The company on Saturday struggling to repair a section of the line at Kibos in Kisumu, where a man has been siphoning and selling diesel to suppliers without detection for a long time.

This is as police hunted for the man who had connected his own pipes to the main KPC line through an underground tunnel, just adjacent to the Kisumu-Kibos road.

It is suspected he may have made millions from this illegal connections since his metal pies had become rusty.

Just a year since crooks punctured the pipeline christened Line 6 at Muhoroni, crooks had punctured the same pipeline in Kibos a few kilometers off Kisumu Town and could have made away with millions worth of refined fuel.

Speaking at the Muhoroni scene in June last year, KPC operations and maintenance manager Peter Mbugua admitted the detection system in place could not detect seepage of up to 10 per cent of the product pumped at high speeds.

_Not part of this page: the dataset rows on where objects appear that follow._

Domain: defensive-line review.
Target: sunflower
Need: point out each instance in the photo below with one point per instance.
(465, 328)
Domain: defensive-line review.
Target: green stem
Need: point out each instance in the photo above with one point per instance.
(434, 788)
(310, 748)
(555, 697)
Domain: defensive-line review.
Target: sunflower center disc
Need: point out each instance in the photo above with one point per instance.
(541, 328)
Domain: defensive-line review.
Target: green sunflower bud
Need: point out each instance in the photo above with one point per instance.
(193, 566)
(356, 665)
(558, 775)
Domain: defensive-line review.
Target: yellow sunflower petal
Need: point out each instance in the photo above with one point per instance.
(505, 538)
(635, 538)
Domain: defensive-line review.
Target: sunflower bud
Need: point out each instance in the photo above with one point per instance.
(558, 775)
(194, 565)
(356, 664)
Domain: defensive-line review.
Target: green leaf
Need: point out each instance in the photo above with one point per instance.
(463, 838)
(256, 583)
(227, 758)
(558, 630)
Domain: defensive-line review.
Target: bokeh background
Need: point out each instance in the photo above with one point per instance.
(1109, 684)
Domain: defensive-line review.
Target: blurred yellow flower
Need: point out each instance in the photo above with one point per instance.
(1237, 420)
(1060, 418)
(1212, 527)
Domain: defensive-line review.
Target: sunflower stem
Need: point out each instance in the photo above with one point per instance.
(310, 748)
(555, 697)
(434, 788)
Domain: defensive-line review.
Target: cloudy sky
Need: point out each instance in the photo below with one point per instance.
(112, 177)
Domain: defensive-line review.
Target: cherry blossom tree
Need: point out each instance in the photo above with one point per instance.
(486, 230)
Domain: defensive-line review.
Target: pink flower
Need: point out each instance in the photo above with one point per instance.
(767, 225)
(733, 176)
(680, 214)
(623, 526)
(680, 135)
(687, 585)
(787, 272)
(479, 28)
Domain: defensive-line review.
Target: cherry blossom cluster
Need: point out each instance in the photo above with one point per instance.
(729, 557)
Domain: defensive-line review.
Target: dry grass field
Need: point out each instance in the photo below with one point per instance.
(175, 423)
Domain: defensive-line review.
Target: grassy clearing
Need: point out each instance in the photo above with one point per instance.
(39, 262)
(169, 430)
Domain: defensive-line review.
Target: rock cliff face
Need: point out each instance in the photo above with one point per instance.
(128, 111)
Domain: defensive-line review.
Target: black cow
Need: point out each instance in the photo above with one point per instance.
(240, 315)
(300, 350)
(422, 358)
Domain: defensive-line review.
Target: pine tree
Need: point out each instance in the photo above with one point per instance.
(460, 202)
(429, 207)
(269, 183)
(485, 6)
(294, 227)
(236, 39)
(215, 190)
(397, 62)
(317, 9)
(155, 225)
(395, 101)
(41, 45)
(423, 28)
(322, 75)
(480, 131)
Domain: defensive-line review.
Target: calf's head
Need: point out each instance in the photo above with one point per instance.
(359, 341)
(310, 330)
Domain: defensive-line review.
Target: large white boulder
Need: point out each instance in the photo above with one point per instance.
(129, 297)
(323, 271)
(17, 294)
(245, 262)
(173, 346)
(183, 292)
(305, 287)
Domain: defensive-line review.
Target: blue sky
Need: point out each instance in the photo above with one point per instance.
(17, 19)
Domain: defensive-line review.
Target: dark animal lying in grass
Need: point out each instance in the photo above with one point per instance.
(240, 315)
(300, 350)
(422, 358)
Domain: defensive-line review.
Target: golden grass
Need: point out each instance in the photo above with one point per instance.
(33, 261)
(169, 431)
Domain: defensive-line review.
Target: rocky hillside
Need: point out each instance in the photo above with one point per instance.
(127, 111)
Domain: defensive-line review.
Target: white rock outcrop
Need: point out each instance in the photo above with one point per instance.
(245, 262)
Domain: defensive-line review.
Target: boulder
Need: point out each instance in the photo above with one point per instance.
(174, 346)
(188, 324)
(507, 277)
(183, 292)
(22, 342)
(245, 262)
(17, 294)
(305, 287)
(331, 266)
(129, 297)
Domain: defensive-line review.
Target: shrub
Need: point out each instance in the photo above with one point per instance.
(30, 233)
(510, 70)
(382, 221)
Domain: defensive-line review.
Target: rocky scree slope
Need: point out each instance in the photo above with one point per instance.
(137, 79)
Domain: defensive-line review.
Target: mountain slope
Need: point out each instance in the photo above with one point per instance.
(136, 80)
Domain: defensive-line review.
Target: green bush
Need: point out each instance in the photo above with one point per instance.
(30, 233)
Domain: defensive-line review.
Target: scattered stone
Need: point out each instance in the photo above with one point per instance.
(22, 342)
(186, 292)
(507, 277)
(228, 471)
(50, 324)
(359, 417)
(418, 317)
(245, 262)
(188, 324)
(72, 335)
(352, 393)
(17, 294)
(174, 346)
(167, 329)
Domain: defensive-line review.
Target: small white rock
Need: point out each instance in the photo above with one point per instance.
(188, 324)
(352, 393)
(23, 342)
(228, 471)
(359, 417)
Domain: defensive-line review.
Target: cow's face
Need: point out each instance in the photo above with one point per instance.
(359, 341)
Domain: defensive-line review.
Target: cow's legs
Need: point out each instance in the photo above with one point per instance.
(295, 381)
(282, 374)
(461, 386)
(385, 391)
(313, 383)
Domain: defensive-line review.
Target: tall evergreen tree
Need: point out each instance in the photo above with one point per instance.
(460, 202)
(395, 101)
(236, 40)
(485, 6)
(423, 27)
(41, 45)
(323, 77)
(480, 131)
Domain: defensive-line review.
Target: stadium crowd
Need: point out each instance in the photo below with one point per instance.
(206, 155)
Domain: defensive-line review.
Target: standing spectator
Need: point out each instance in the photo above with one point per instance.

KPC officials responding to a reported leakage from the pipe stumbled on a freshly installed oil siphoning network that could have dwarfed the Muhoroni racket.

An over 1.3 kilometre pipeline led to an incomplete light cottage factory from where the cartel would have operated a loading ramp or pumped the fuel further to a nearby petrol station, according to investigators’ preliminary reports.  A 70-metre tunnel from a remote napier grass planation which also served as a tree nursery led to the 6-inch high velocity pipeline.

The two pipes leading to the loading ramp ran parallel to a Kisumu water service provide line, a move that could have been calculated at masking the operation.

Valve attached to the main Kenya Pipeline line from its Nairobi depot to Kisumu. The mastermind of the siphoning has not been arrested. [Denish Ochieng, Standard]

Kisumu Depot manager Herman Munga explained that from their preliminary observations, the crooks were using the shed inside plantation to access and control the valve on the high pressure line.

“We think the pipes they were using to ferry the fuel down to the planned loading bay gave burst under pressure, exposing the syndicate,” he said.

Although he was not sure how long the infiltration had been going, had been going on, the pipe seemed freshly laid.

Courting death

In Kisumu Hundreds of residents in Kisumu town Friday evening risked their lives as they scooped inflammable fuel from the burst Pipeline

They dangerously waded into flooded fields with jerrycans to scoop the fuel in Kibos, oblivious of the danger they were walling into.

Police had to drive away the residents had arrived with containers to help themselves to the oil sipping from the Nakuru-Kisumu pipeline yesterday evening.

The KPC managing director Joe Sang yesterday said in a statement it had rushed engineers to the scene to repair the pipeline.

The company’s safety and environment team later took over the site to prevent the product from spreading further.

“We urge the residents who are in close proximity to the leak area to immediately move to safer areas to enable KPC undertake the repairs to minimize danger,” said Sang,

The company, he said, was working with the police to trace the source of the leak and arrest those behind the racket. A compressor use in the racket is in police custody.

Kisumu Central OCPD Meshack Kiptum said investigations had commenced and the owner of the two parcels of land were being pursued, as was the trader behind the racket.

He said the spillage will not affect supply in the region: “We assure all our customers and Kenyans at large that this incident does not affect our stock levels. We have sufficient stocks for all the grades across our depots countrywide. We will continue to share regular updates with regard to this incident”.